Moving away from the complex web of inter-family drama that marked previous seasons, Succession’s third series hinges on the two-sided conflict between Kendall and his father Logan. As the family’s domineering patriarch, the Roys have traditionally revolved around his brutal regime of fear and manipulation. Kendall’s anti-Logan rebellion upsets this system, leaving his three siblings Roman (Kieran Culkin), Shiv (Sarah Snook), and Connor (Alan Ruck) in uncertain positions. Will they ally themselves with their father, the tried-and-true business magnate, or with Kendall, who might bring about long-needed culture change?
As always, head writer Jesse Armstrong does well to show that both sides are equally ego-driven and facile. Kendall markets himself as herald of a corporate feminist revolution, but it’s easy to see how narcissistic it all really is. He exposes the horrific abuses against women and migrant workers within Waystar Royco, yes, but also throws sexist temper tantrums when his sister won’t join his rebellion. (“It’s only your teats that give you any value!” is one of the more sickening lines this season.) It’s hard to take seriously a man who yells “Fuck the patriarchy!” before the press, just after faux-feminist power trips where he mansplains social media strategies to female PR consultants much smarter than him. Kendall’s “wokeness” proves little more than egocentrism.
Logan is equally hypocritical. For all his talk of family values, his own children follow him entirely out of fear. In this series’ funniest scene so far, Roman, Shiv, and Connor decide to side with their father because of a rather threatening box of donuts. “I’m like 98% sure those are not poisoned,” says Roman, terrified of the pastries that their father just sent to their secret meeting with Kendall. Daddy Logan’s vision and influence feels all-encompassing, so much so that even a box of donuts can scare his children into submission.

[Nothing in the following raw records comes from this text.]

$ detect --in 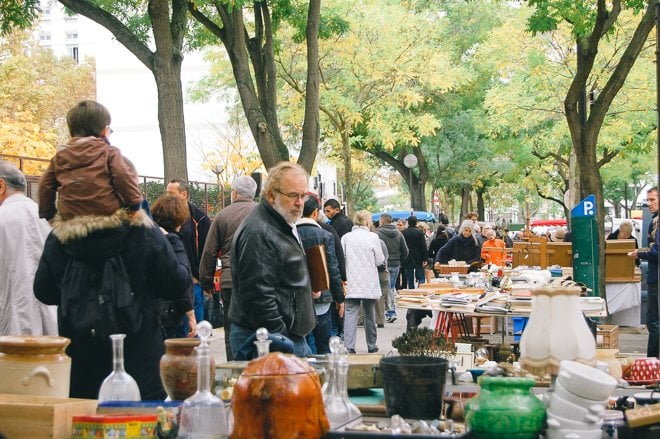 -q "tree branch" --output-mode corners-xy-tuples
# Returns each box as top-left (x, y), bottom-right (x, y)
(58, 0), (154, 72)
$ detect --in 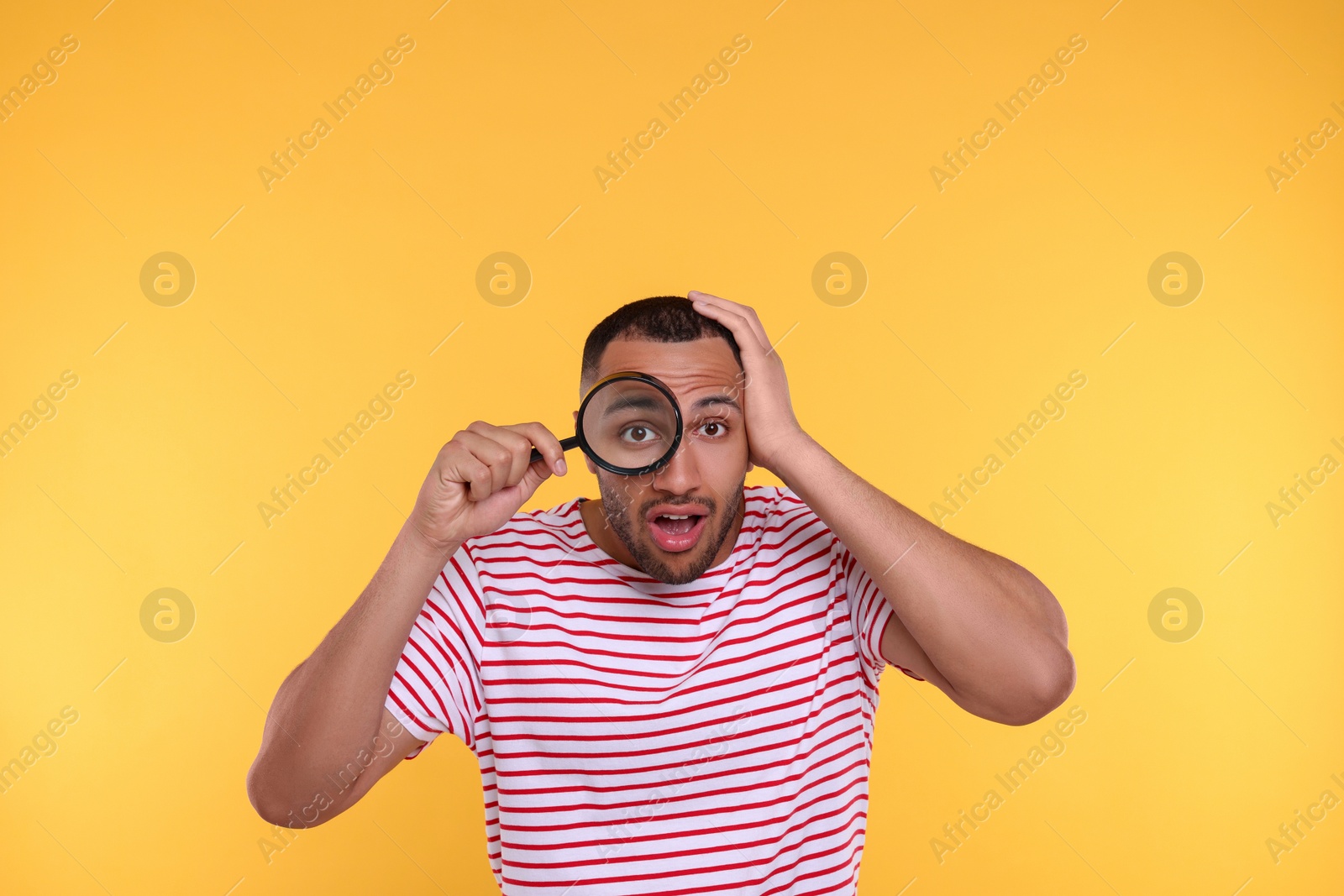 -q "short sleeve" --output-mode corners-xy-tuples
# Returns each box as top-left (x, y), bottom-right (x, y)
(385, 545), (486, 759)
(836, 540), (923, 681)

The show has certainly written this kind of Kendall vs. Logan narrative before, particularly in its first season. But never before has the family been so explicitly at odds, and never with such cruel vehemence between family members. It’s an electrifying narrative, but one that occasionally barrels into hypertension. With so many characters, relationships, and plotlines to keep up with, Succession sometimes fails to keep together a coherent narrative. The first episode of this new series suffers particularly in this regard: the show already works at such a breakneck pace that adding even one more crisis into the mix can risk toppling the entire structure. Yet the Roy family power pyramid has never felt so uncertain, nor so enticing—the knives seem as though they might come out at any moment. Succession continues to cement itself as the most important show on television. No other show offers such a sophisticated and subtle lens into the lives of the people who, in many ways, control our destinies to a terrifying degree. Armstrong and his writing team portray the Roys as despicable, laughable, and tragic figures all at once. Even though they act as gods, they are, at their most basic, just people—flawed, self-centered, understandable.